Her real name is Faith, not Leah. She’s seventeen, not nineteen. And the baby isn’t hers—Faith kidnapped her.
Faith’s history catches up with her when a cop starts asking questions and Chris’s aunt spots her picture in the newspaper. She knows it’s time to run again, but if Faith leaves, she’ll lose Chris. If Chris is in love with a lie, though, did Faith ever really have him in the first place?
Here's an excerpt from Leap of Faith:
I slow the car, searching house numbers for 356 Maple Street. The neighborhood is like something out of a movie, tree-lined streets, sidewalks, and picket fences. Nothing bad ever happens here. It’s a place where wishes and prayers could actually come true. This is what Addy deserves.

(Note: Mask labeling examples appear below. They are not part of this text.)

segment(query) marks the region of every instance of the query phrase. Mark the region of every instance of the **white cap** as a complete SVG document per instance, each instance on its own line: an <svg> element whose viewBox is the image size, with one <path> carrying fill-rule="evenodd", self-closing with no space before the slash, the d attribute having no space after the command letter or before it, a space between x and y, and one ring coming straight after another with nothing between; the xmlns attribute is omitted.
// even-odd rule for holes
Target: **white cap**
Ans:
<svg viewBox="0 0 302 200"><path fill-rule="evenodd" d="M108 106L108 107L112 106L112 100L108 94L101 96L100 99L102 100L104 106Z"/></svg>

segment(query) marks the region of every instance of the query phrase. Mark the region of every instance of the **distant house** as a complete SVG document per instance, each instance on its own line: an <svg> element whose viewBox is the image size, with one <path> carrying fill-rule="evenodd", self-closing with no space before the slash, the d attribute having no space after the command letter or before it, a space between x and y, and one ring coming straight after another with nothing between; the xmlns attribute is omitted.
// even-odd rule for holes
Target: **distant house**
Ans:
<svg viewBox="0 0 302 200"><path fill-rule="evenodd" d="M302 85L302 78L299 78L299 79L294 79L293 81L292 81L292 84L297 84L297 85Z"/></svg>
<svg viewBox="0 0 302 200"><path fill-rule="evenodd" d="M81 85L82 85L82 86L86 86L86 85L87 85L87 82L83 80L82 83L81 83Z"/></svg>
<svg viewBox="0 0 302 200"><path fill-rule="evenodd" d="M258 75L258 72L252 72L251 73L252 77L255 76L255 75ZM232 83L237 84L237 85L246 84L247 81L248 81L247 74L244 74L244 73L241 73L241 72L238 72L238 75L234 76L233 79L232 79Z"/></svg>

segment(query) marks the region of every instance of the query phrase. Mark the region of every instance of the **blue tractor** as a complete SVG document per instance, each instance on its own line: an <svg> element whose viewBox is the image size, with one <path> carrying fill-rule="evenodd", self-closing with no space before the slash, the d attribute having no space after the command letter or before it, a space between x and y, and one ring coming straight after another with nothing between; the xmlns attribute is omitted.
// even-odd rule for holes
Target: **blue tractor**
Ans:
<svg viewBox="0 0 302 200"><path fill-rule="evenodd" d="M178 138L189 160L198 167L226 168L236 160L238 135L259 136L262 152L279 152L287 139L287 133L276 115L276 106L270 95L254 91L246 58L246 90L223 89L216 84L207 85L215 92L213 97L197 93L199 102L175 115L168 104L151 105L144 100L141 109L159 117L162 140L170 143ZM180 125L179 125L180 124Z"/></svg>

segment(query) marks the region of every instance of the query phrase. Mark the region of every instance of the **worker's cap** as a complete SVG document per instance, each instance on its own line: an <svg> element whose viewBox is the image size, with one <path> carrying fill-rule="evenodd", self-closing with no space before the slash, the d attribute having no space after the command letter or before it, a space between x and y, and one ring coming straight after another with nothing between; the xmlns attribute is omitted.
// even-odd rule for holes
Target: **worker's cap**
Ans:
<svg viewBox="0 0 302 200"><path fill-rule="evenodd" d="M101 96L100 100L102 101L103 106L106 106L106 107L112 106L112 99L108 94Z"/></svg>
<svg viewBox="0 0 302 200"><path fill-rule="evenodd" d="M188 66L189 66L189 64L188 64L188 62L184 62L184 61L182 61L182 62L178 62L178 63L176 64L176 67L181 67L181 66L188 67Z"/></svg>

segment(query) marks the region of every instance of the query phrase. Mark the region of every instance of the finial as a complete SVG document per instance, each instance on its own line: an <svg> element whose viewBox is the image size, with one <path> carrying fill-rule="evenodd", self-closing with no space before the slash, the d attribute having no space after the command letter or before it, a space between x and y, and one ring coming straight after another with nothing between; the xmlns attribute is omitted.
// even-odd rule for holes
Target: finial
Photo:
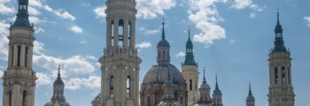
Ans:
<svg viewBox="0 0 310 106"><path fill-rule="evenodd" d="M204 80L203 80L203 83L206 83L205 82L205 67L204 67Z"/></svg>
<svg viewBox="0 0 310 106"><path fill-rule="evenodd" d="M163 22L162 22L162 34L161 38L165 39L165 19L163 18Z"/></svg>
<svg viewBox="0 0 310 106"><path fill-rule="evenodd" d="M168 78L167 79L170 79L170 70L168 69Z"/></svg>
<svg viewBox="0 0 310 106"><path fill-rule="evenodd" d="M190 39L190 25L189 25L189 39Z"/></svg>
<svg viewBox="0 0 310 106"><path fill-rule="evenodd" d="M277 11L276 11L276 18L277 18L277 23L280 24L280 12L279 12L279 8L277 8Z"/></svg>
<svg viewBox="0 0 310 106"><path fill-rule="evenodd" d="M217 73L215 73L215 86L218 87L218 84L217 84Z"/></svg>
<svg viewBox="0 0 310 106"><path fill-rule="evenodd" d="M249 83L249 95L252 95L251 82Z"/></svg>
<svg viewBox="0 0 310 106"><path fill-rule="evenodd" d="M60 64L58 64L58 77L60 77Z"/></svg>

My eyes spot the address I’m searching for on a green plastic mailbox. “Here it is,” I whisper to Addy. “Cross your fingers.” The rear tires bump over the curb as I turn the car into the short driveway, which leads to a two-car garage. The house is a tidy, white cape cod with a black door and shutters. Dark green awnings shade the windows, making the house look like it has droopy, tired eyes.
My hand grips the gearshift and I put the car in park. I’m clenching my stomach so tightly, I feel like I might pass out. I close my eyes and take a deep breath, holding it for ten seconds, and then blow it out hard and fast. I do this a few more times and the dizziness subsides. “Okay, Add, let’s go.”
The warm bundle of baby in my arms, pressed against my chest, is reality, security. She grounds me. She gives my feet purpose to stumble up the sidewalk and onto the front stoop without turning around and running back to the car.
I open the screen door and knock.
My heart beats so loudly, I can hear it pounding in my ears.
There’s music inside, a faint strumming.
I press the doorbell and listen to it chime.
The strumming stops.
Footsteps approach the door.
I squeeze Addy closer. She whines.
The door is tugged open.
“Hey. Leah, right?” The boy standing in the doorway can’t be more than a few years older than me. He has a guitar in the hand that’s not gripping the doorknob.